Bovenstaande regels gelden voor alle zorgcomplexen van zorginstellingen, ongeacht of de zorginstelling zelf eigenaar is of huurt.
Woonwagens
Een woonwagen die onroerend is, telt mee voor de verhuurderheffing. Bepalend is of de gemeente voor de woonwagen een WOZ-beschikking heeft afgegeven. Roerende woonwagens tellen niet mee, ook niet als de gemeente een aanslag Roerende Ruimte Belasting (RRB) heeft opgelegd.
Wanneer telt een woning niet mee voor de verhuurderheffing?
Woningen die niet voor verhuur bestemd zijn, tellen niet mee voor de verhuurderheffing.

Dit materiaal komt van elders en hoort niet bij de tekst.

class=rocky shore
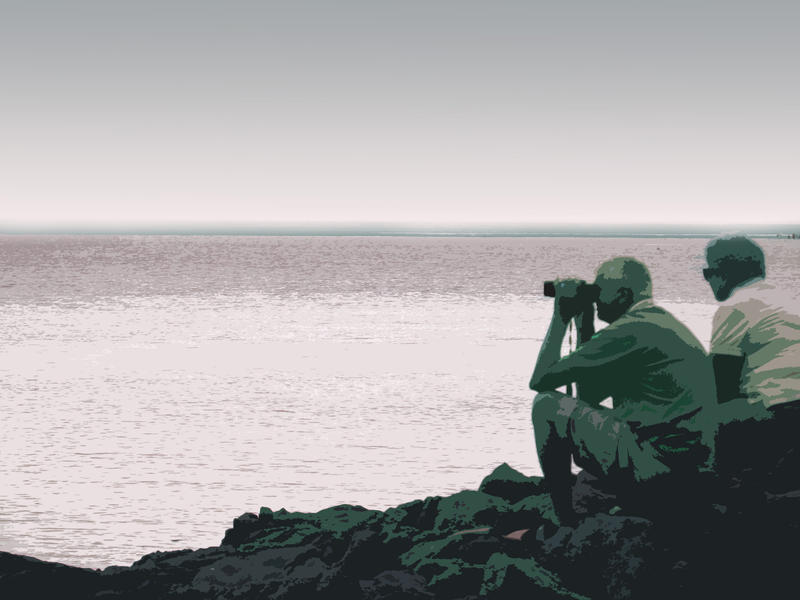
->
[0,464,800,600]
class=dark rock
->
[495,494,557,533]
[433,490,511,532]
[572,471,617,515]
[534,515,656,600]
[480,553,588,600]
[478,463,544,504]
[359,571,435,600]
[0,552,98,600]
[221,513,260,546]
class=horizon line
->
[0,221,800,237]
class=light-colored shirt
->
[711,279,800,407]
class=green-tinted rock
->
[433,490,510,533]
[478,463,544,503]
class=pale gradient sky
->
[0,0,800,224]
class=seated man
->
[703,236,800,487]
[530,257,716,523]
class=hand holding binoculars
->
[544,279,600,322]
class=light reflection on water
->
[0,236,800,567]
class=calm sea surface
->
[0,236,800,567]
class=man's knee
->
[531,392,578,437]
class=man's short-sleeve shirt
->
[711,280,800,407]
[548,300,716,425]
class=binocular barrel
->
[544,281,600,302]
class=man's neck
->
[728,274,764,298]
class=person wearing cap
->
[703,235,800,489]
[530,257,716,524]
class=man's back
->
[560,301,716,425]
[711,280,800,407]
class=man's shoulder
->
[620,304,705,352]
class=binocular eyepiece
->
[544,281,600,304]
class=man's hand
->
[553,279,594,324]
[529,279,594,391]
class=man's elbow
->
[528,373,557,392]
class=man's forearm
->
[530,311,567,392]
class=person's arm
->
[529,299,569,392]
[711,354,744,404]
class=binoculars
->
[544,281,600,304]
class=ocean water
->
[0,235,800,567]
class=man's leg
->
[531,392,578,525]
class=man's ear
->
[617,287,633,306]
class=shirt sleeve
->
[711,306,750,356]
[542,318,638,400]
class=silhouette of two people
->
[530,236,800,524]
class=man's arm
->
[711,354,744,404]
[530,300,569,392]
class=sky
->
[0,0,800,226]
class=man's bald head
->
[595,256,653,302]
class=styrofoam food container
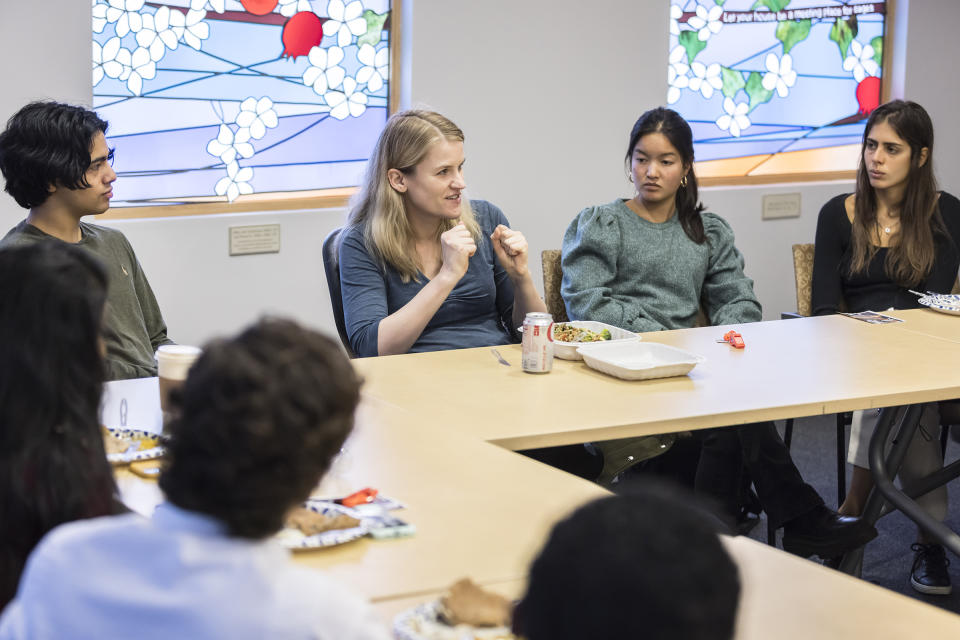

Het gaat hier bijvoorbeeld om:
- een woning die op de peildatum in aanbouw is of wordt gerenoveerd, waardoor er geen sprake is van een bewoonbare woning
Hierbij maakt het niet uit of een woning in de loop van het kalenderjaar bewoond kan gaan worden. Van belang is of de woning onbewoonbaar is op de peildatum. Als een woning op de peildatum niet meer in aanbouw is of niet meer wordt gerenoveerd (waardoor deze feitelijk wél bewoonbaar is), maar nog niet verhuurd of bewoond is, dan telt die woning wel voor de verhuurderheffing. - een woning die door de eigenaar wordt bewoond
Bij een mengvorm van koop en huur is de feitelijke inhoud van het contract bepalend. Bij verkoop onder voorwaarden waarbij de woning voor de koper/bewoner wordt aangemerkt als eigen woning voor de inkomstenbelasting, kan ervan uit worden gegaan dat de woning geen huurwoning is voor de verhuurderheffing.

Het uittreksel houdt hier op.